Она села на стул, чтобы переобуться, сняла мужские башмаки, надела пару женских сапожек, что стояли под столом.
— Обход? Какой обход? — спросил я.
— Я возьму тебя с собой, — сказала мать.
Она встала; в сапожках мать казалась выше, больше покачивала бедрами. Она перешла в другую комнату, чтобы переодеть домашнее, и оттуда заговорила со мною сквозь звук волынок. Она сказала, что стала делать уколы.
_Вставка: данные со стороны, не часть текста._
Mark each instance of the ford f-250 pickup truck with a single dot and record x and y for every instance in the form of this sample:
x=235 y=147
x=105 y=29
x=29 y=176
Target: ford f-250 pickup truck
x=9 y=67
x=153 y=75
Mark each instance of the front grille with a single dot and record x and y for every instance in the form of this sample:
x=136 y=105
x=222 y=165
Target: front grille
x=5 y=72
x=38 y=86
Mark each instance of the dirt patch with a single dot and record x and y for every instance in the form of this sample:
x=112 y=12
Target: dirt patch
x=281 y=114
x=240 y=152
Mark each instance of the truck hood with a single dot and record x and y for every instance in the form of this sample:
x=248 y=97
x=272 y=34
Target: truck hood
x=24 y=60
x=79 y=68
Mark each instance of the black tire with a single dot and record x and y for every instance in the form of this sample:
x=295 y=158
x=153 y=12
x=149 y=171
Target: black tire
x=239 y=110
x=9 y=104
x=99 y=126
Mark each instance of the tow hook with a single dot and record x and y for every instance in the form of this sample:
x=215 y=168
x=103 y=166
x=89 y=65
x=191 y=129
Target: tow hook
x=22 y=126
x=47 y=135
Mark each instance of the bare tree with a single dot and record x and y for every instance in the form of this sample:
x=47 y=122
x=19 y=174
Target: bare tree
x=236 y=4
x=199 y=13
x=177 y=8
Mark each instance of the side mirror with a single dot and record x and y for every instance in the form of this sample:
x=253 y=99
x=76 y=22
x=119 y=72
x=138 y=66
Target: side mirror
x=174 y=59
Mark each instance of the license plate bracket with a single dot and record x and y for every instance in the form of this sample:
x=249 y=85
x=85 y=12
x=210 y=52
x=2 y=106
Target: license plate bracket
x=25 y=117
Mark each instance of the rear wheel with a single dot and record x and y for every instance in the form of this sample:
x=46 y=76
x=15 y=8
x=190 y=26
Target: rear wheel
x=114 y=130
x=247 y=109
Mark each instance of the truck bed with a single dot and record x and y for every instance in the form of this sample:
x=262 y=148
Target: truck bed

Решила, что ни в чем не может рассчитывать на отца, и стала вот так, уколами, зарабатывать себе на жизнь.
В черном пальто, с большой, вроде акушерской, сумкой на руке она вывела меня на улицу, под холодное солнце — и начался новый этап моего путешествия в Сицилию.
XXII
Мы прошли за домом по ведущей вниз улице, между оград, за которыми были сады, и, подойдя к каким-то дверям, постучали в них. Двери отворились.
Внутри было темно, и я не разглядел, кто нам открыл. Окон не было, только над дверью был небольшой проем с потемневшими стеклами, и я ничего не видел, не видел даже матери. Однако слышал ее слова.
— Со мною сын, — сказала она. Потом спросила: — Как себя чувствует ваш муж? — Как обычно, Кончецьоне, — ответил женский голос. Потом воскликнул: — Какой большой у вас сын!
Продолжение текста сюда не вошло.